SITUATION ÉCONOMIQUE
De nombreux commerçants nous ont confié faire face à une réalité économique parfois difficile. « J’ai mis un an à construire le projet et obtenir mon crédit car mon concept n’est pas très connu. D’ailleurs, je suis la seule à proposer cela en banlieue. Actuellement, je ne me verse pas de salaire, et c’est compliqué niveau trésorerie mais je reste optimiste pour la suite, et motivée jusqu’au bout », précise Samantha. La plupart ne comptent ni leurs heures, ni leur investissement. « J’ai parfois des journées de 15h entre les approvisionnements, les préparations… je mange Horiatiki, je dors Horiatiki... », poursuit Sajia.
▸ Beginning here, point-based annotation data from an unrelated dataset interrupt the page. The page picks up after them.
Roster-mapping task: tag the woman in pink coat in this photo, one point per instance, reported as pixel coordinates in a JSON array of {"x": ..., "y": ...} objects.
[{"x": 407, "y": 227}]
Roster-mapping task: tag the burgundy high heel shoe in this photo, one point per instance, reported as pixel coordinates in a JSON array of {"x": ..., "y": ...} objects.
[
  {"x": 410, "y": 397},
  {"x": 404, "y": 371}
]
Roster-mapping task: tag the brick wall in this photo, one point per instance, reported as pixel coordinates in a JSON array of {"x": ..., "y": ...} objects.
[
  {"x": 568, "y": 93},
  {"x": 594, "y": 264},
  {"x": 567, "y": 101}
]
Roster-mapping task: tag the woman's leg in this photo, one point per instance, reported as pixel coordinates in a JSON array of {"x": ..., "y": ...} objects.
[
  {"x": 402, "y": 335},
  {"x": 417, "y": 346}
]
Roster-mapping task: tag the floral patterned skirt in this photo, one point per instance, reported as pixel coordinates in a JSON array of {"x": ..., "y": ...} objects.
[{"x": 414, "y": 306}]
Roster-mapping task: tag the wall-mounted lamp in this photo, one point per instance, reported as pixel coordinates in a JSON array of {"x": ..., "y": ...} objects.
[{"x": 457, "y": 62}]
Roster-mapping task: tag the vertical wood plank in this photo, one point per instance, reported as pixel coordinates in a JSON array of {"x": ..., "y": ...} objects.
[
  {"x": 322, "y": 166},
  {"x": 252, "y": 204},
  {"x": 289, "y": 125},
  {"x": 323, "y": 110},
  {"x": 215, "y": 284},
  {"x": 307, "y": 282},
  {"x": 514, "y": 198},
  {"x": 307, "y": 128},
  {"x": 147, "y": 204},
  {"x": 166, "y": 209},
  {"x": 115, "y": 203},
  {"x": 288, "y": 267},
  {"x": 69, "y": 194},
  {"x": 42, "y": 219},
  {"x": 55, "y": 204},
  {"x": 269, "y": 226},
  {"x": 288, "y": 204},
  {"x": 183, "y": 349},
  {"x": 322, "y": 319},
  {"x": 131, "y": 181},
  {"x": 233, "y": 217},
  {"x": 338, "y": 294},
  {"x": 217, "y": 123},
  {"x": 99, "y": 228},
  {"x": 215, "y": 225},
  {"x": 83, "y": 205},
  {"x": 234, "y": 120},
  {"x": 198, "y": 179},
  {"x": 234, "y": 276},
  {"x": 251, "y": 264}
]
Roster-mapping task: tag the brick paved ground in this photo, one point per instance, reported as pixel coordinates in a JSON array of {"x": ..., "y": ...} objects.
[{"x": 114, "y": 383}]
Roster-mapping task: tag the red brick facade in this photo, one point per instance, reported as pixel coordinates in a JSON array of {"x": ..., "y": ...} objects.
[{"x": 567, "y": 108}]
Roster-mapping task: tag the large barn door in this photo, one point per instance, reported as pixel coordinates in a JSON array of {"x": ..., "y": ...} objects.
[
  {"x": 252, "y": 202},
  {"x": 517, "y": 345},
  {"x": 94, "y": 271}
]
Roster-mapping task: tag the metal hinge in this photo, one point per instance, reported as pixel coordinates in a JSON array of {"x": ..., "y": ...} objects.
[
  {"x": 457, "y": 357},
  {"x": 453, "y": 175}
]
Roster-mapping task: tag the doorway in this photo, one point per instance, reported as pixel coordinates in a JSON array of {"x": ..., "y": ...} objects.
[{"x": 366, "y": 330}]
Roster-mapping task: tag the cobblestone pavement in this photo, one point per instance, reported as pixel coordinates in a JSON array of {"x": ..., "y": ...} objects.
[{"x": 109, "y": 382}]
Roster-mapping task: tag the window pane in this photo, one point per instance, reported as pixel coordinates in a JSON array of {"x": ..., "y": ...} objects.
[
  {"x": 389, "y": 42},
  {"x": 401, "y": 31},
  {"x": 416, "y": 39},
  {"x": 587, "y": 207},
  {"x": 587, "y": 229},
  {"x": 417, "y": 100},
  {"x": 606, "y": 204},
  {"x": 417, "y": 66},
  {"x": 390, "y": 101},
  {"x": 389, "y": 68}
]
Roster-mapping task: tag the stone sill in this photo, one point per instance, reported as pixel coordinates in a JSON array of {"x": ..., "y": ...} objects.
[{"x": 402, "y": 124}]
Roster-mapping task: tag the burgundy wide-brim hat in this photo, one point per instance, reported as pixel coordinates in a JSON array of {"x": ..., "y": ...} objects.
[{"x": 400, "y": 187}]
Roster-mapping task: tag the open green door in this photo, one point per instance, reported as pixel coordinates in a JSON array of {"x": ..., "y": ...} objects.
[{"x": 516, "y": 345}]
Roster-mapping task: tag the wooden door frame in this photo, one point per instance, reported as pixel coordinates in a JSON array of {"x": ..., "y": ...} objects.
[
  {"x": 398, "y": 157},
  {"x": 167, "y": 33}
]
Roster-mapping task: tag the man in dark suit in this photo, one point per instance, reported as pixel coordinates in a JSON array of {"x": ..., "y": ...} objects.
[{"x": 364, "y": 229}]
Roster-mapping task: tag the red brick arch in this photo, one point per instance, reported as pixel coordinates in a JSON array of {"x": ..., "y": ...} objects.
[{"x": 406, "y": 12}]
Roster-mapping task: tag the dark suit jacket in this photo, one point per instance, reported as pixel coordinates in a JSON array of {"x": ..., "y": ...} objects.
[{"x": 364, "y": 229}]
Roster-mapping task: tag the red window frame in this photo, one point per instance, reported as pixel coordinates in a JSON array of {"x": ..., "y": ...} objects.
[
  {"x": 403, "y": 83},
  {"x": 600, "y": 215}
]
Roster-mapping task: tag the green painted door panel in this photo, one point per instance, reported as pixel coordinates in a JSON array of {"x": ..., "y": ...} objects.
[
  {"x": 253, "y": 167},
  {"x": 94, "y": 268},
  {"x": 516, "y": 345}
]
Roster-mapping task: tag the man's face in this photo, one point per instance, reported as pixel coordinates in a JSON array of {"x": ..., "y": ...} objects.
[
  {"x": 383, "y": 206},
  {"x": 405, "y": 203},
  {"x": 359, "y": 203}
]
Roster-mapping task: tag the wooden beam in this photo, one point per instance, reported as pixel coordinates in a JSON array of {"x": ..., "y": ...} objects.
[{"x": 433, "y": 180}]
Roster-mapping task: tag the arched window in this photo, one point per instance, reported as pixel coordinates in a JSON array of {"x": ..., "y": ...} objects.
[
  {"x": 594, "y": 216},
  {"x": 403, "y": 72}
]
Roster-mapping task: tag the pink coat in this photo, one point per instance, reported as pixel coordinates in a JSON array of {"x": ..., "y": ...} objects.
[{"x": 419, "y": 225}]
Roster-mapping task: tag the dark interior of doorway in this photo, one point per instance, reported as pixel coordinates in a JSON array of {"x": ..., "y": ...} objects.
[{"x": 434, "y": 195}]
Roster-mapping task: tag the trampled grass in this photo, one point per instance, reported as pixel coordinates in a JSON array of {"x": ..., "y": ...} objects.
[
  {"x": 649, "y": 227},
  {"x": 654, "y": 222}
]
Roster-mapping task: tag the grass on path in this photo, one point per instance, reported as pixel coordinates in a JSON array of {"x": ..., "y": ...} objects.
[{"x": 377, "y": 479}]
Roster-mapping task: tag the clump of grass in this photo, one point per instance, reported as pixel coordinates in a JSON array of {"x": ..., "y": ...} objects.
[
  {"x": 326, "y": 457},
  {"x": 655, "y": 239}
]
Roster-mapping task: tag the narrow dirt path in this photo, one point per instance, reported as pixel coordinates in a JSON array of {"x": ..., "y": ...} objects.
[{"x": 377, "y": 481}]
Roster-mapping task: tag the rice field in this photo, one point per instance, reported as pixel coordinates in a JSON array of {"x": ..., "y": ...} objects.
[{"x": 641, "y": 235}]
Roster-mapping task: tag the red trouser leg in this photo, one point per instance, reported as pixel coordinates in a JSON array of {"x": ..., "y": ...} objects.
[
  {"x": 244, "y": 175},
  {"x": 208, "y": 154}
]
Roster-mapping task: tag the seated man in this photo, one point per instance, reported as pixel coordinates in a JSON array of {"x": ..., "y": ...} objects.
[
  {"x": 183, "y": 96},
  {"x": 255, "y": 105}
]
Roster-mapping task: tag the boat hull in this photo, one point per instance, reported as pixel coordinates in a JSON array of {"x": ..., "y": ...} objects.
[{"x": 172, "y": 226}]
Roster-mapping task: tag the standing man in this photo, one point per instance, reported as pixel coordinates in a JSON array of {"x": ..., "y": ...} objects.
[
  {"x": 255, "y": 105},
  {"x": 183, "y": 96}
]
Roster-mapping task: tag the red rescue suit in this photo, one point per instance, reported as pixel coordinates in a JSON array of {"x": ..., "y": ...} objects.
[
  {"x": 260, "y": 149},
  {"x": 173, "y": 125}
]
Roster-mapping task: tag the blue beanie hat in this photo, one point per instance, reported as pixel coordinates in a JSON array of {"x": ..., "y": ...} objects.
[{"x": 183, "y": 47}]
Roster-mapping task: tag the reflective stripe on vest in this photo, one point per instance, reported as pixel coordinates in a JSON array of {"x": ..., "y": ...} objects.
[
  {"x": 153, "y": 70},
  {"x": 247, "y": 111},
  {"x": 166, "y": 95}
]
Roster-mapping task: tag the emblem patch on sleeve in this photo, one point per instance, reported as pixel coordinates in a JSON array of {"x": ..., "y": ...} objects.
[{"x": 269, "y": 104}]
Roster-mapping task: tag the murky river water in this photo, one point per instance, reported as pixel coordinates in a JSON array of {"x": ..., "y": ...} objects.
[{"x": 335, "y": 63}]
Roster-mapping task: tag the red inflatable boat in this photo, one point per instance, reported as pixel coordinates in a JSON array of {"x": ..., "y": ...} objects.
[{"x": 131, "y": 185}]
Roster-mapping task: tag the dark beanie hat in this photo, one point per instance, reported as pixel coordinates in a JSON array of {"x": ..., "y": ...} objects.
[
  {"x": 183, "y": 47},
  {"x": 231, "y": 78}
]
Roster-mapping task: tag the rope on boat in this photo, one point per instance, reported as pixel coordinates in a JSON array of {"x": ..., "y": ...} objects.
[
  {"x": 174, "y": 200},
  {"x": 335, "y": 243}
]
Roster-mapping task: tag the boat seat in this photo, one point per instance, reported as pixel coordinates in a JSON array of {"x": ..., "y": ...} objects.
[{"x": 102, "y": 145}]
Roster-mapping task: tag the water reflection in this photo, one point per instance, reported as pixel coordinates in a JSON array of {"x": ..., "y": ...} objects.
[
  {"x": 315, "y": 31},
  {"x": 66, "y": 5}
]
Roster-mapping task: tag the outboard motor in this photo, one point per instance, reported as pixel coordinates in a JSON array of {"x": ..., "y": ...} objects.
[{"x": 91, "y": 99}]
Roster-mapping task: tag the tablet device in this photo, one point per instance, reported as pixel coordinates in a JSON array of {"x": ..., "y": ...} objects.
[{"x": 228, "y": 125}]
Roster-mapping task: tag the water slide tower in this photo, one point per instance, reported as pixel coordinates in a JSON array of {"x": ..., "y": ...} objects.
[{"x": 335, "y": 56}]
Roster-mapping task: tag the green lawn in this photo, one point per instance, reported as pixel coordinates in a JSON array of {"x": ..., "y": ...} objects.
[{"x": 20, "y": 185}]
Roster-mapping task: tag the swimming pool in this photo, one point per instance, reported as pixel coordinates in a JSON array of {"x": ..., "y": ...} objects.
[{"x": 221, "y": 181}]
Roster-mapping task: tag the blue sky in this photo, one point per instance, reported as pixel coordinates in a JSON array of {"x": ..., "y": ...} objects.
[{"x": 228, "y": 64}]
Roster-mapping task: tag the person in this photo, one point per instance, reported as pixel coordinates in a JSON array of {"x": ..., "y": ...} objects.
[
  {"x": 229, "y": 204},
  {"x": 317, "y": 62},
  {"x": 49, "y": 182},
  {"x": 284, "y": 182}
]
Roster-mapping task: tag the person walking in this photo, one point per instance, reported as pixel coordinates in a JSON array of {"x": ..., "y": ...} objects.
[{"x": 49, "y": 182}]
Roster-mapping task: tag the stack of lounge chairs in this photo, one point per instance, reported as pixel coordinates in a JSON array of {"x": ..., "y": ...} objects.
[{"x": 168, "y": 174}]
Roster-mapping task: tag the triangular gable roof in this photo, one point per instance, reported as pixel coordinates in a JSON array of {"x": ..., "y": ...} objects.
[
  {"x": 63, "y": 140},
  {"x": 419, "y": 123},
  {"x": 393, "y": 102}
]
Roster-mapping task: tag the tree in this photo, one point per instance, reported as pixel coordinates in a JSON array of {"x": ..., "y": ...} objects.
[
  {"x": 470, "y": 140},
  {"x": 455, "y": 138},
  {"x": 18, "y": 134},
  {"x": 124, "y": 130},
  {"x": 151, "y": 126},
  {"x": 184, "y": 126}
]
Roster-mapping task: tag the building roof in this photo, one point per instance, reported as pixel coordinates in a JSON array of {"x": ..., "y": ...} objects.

Pareil pour Audrey : « Le site Internet représente un boulot de dingue, c’est pourquoi il y a 3 ans, j’ai embauché Clarisse pour m’aider car je n’avais plus de vie personnelle. » La gérante a rejoint une association de commerçants nouvellement créée, dont elle en est la trésorière. « En plus de proposer des animations communes, cela nous permet de nous sentir moins seuls et de s’entraider. » La boutique est également partenaire de la plate-forme Petitscommerces, qui regroupe une cinquantaine de commerçants à Fontenay et qui permet aux habitants de les soutenir avec des chèques-cadeau. « Trop souvent, on entend dire qu’il y a peu d’offre en ville ou que nos prix sont élevés, mais si on prend le temps de regarder, on s’aperçoit qu’il y a du choix et de la qualité à Fontenay. Il ne faut pas oublier que nos prix sont justes par rapport à la fast-fashion par exemple. De plus il y a 20 % de taxe qui ne nous appartient pas, c’est la TVA. Imaginez une ville sans petits commerces, ce serait bien triste c’est pourquoi il faut continuer de nous soutenir! », conclut Audrey.